Pie is an interesting dessert. You accent it with whipped cream instead of frosting. It is round, like a cake, but baked differently and it does not have a fluffy texture, like a cake. Sometimes, the textures cross desserts. The texture of a lemon meringue pie is like that of a cheese cake, which clearly points to the skewed moral values of cake; it’s trying to pass itself off as a pie, which, again, is just another lie. Different flavors of pies have also been for not-so-subtle sexual metaphors. “Cherry Pie” is about a woman’s…essence. Bad puns also fall into the sector of pie names: “I’ll meringue your PIE” and “Are you a peCAN pie, or a peCAN’T pie”. There’s also the old-school 90’s saying “having sex is like eating an apple pie”. I do not believe that. (When was the last time you ate a salty pie? Oh wait, I forgot about the meat pies. Do you prefer white or dark meat?) This rumor was only concocted by the writers of “American Pie”, who probably got stoned constantly and laughed about the idea of someone having sex with an apple pie. Can it even be considered sex? It’s more of a humping, or a mashing of the pie, with your pelvis. Would that be an effective way to make mashed potatoes instead? No one wants a mashed-up pie. How else would you calculate its circumference? It is also a chart, and comes in a three-dimensional shape on a two-dimensional piece of paper. It can tell you the profit margins of your fattening-factory restaurants.
Most notable idioms involving pie:
Shut your pie-hole!
The 99% want their slice of the pie too.
Renée could use a little slice of humble pie.
That immigration test was as easy as pie!
There is an age-old debate between the British and the Americans: The Biscuit verses the Cookie. One consistency within this difference of vernacular is the classic chocolate chip cookie. A cookie is a cookie no matter what side of the pond you are on, but once you start categorizing Oreos and Jammy Dodgers, those are biscuits according to the British. We know different. If it has the texture and crunch (or a melt-in-your-mouth softness) like a cookie, then it is a cookie. Biscuits, not to be confused with dinner rolls, are round, fluffy pieces of bread eaten during the holidays, average dinners, and the most important ingredient in Biscuits and Gravy.
If a Congressman had sex with an intern, I do not believe he/she would be able to keep that scandal a secret by merely creating a diversion about the number of calories in cookies verses cake/pie. A bribe would be most sufficient in keeping that type of secret. Since we’ve already established that the cake is a lie, and a pie would be too awkward, (but maybe not for Bill Clinton) the timeless “I’ll give you a cookie” would work best in this situation. Take “The Ides of March”; The post-coital scene between Meyers and Stearns could have gone down like this:
Steven Meyers: You know, we can’t tell anyone about this.

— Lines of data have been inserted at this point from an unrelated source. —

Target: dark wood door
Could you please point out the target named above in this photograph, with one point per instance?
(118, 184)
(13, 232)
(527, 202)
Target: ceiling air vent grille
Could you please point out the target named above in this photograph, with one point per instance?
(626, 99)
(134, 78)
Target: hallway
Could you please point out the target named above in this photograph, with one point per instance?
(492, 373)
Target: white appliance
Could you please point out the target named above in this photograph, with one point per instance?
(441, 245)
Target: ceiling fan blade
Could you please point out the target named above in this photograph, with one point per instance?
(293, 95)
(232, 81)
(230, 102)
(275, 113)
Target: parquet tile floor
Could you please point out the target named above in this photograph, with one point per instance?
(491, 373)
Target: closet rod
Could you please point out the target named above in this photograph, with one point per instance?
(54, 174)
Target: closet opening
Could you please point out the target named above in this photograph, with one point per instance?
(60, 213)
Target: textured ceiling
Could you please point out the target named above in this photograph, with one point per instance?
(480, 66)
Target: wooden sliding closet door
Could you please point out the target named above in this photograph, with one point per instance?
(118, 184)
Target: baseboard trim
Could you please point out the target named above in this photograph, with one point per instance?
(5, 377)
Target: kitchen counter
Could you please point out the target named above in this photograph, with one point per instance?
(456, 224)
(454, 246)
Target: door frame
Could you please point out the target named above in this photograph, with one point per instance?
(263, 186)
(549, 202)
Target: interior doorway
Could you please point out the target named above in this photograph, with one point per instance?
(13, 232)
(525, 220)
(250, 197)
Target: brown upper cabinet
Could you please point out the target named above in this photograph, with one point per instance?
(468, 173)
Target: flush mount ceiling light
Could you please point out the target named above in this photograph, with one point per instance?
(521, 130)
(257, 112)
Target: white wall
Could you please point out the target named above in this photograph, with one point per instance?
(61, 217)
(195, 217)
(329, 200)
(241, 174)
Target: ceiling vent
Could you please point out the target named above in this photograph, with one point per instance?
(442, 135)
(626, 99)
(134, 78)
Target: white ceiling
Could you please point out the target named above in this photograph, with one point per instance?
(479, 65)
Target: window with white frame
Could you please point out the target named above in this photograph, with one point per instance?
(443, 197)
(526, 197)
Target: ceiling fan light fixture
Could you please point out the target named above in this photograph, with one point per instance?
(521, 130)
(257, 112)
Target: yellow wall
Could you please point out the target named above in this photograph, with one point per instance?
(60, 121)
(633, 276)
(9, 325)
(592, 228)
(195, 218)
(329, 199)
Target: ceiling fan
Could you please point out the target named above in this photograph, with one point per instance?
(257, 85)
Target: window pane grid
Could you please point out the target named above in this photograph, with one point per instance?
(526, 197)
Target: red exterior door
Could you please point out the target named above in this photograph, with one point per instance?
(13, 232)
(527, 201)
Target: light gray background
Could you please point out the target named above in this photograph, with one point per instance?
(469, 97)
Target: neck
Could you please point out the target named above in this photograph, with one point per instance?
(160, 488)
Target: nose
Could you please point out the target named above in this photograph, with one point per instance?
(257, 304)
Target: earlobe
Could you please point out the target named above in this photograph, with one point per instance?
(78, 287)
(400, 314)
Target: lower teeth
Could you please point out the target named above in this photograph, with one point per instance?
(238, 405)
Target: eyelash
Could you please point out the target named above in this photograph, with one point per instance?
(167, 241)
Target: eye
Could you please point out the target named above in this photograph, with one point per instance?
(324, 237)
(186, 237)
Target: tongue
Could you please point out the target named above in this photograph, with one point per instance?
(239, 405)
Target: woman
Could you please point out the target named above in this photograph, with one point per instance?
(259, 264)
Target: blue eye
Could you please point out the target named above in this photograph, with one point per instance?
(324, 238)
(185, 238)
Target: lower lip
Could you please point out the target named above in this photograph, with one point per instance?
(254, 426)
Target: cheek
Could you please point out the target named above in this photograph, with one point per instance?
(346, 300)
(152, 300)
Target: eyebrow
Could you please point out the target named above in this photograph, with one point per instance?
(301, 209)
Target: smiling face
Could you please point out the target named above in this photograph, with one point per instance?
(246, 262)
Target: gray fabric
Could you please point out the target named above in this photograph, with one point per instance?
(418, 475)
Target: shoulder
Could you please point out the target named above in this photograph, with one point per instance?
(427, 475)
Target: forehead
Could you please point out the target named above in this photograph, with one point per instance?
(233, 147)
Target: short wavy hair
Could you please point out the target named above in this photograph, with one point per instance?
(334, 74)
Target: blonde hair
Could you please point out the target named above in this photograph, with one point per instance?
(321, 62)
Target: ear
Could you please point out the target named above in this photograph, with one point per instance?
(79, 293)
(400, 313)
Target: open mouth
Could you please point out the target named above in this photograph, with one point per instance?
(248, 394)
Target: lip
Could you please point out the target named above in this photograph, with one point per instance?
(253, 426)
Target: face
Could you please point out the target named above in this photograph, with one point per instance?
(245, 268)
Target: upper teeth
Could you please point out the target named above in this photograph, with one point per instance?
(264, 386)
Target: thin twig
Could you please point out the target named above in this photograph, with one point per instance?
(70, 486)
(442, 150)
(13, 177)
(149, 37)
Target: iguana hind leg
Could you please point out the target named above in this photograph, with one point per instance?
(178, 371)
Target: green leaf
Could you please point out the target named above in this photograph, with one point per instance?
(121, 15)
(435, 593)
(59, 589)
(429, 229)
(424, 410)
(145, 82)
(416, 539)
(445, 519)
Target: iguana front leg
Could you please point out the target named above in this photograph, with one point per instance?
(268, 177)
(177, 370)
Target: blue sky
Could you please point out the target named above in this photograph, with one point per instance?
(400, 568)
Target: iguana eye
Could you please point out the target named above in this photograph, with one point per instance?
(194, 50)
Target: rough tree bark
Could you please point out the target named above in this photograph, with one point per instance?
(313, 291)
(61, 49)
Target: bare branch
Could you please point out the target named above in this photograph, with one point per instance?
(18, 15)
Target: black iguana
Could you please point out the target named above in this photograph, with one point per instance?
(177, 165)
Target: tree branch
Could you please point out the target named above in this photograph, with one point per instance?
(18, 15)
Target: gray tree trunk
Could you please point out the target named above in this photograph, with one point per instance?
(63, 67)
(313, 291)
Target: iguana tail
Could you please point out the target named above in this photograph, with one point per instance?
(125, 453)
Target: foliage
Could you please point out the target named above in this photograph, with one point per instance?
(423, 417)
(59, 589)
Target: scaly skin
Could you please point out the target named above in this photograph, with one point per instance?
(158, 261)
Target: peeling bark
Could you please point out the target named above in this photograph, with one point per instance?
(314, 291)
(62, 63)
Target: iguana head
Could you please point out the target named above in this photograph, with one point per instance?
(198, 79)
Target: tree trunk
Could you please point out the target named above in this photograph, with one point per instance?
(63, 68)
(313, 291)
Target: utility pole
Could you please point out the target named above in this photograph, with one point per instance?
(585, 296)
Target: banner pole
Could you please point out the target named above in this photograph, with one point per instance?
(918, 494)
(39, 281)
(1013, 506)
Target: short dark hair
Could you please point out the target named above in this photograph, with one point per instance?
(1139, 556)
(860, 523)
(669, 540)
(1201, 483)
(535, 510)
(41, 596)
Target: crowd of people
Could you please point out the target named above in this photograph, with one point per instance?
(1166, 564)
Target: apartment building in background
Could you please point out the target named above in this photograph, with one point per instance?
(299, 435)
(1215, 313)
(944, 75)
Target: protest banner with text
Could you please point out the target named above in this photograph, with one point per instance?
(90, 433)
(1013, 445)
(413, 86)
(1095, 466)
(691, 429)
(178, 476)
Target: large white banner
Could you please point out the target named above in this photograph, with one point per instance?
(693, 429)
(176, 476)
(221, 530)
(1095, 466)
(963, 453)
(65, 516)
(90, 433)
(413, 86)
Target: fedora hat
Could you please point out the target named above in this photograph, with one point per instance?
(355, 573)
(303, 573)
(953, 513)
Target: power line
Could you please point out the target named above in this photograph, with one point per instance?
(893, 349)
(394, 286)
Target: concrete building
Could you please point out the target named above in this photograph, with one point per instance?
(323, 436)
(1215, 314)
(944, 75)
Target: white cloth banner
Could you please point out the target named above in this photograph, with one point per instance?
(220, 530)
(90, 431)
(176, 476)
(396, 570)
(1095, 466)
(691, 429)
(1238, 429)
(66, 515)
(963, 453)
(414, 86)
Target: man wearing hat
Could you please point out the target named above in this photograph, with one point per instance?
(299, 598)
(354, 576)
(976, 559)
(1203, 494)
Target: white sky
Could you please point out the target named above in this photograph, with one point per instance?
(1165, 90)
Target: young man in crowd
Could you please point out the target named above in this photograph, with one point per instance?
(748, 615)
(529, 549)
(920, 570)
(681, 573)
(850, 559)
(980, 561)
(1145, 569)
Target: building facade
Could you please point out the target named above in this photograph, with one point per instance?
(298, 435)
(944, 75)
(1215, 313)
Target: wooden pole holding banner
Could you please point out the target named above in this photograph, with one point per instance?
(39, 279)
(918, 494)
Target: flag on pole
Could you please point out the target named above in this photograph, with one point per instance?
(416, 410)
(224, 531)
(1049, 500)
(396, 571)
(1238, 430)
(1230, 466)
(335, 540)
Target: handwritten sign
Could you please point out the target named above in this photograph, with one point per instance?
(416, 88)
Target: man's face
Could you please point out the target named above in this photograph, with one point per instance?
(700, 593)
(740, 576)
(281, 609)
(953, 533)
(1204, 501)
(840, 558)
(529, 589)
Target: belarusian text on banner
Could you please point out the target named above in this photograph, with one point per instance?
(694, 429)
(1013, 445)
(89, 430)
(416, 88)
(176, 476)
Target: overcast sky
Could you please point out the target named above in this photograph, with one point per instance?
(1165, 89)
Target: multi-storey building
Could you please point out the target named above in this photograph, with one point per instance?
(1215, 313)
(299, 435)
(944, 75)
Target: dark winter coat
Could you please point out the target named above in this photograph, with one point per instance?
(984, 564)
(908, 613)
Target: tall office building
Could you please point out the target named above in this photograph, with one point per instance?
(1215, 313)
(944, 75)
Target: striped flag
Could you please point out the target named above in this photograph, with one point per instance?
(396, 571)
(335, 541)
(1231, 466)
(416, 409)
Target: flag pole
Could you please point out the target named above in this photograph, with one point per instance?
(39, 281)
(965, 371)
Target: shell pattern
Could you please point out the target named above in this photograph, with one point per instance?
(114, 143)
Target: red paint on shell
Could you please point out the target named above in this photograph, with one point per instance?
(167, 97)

Molly Stearns: I could be persuaded not to tell.
Steven Meyers: I’ll give you a cookie.
Molly Stearns: Okay.
And we must not forget Fred Durst’s oh so poetic use of the word cookie: “I did it all for the nookie […] so you can that cookie and stick it up your…YEAH!”
Most notable idioms involving cookies:
Track-housing, or “cookie-cutter” homes, became a symbol of the modern American family after WWII.
She’s such smart cookie./He’s such a tough cookie.
That’s the way the cookie crumbles.
If we are to accept that only one dessert is superior to the rest, then I believe Pie clearly comes out on top, not only for its consistent recognition among other cultures and truthful appearances, but for its ability to calculate its own circumference. It’s smart and seductive, and can keep the bad sexual puns to a minimum. Cake is just filled with empty promises and lies, and cookies are ineffective, cheap methods of bribery. Cookies don’t translate well into British vernacular, and Fred Durst took away some of their credibility by suggesting someone take a cookie and stick it up their YEAH, all for the sake of rhyming.
I leave you to think about this Saydian: Muffins. < or > than Pie? You are what you eat.